You see, eBook, you deprive me of the opportunity to learn about my fellow humans. A book, more than anything, is meant to be a conduit for human connection. Beyond their words, the very pages of a print book carry emotion and history. They tell a story about the reader. Scrawls or doodles in the margins offer a glance into the reader’s imagination. Dog-eared pages tell you where they paused. Pea-sized tear stains reveal which passages pulled at their heartstrings. But you, eBook…you tell me nothing. You do not wear or tear. You hold no memories, no life.
Even worse, eBook, you prevent me from fully surrendering myself to the dominion of the story. I know you are probably trying to be helpful when you keep track of how many pages I have left in a chapter or what percentage of you I have already read. But all you succeed in doing is distracting me. There is no getting lost in your words, eBook. My eyes are pulled to those little numbers—those horrible little numbers—those representations of time and progress and technology and efficiency.

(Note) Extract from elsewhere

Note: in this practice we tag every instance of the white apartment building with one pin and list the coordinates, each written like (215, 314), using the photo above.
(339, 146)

Can reading not just be reading, eBook?
I truly do not understand how that girl on the train could stand to look at you, eBook. I wonder if she was bothered by your clinical appearance, your lack of personality, your lifeless pages (if one can even call them “pages”). I wonder if she was distracted by your annoying numbers or if she was able to ignore them entirely—something I have never been able to do. Most of all, I wonder how she could ignore the facts that, to me, are so apparent: reading did not need to be renovated or technologized or made more efficient. You, eBook, have commodified something that was only ever meant to be enjoyed freely, widely, and communally. I wonder if she has realized all of this and chosen to forgive you. I certainly haven’t.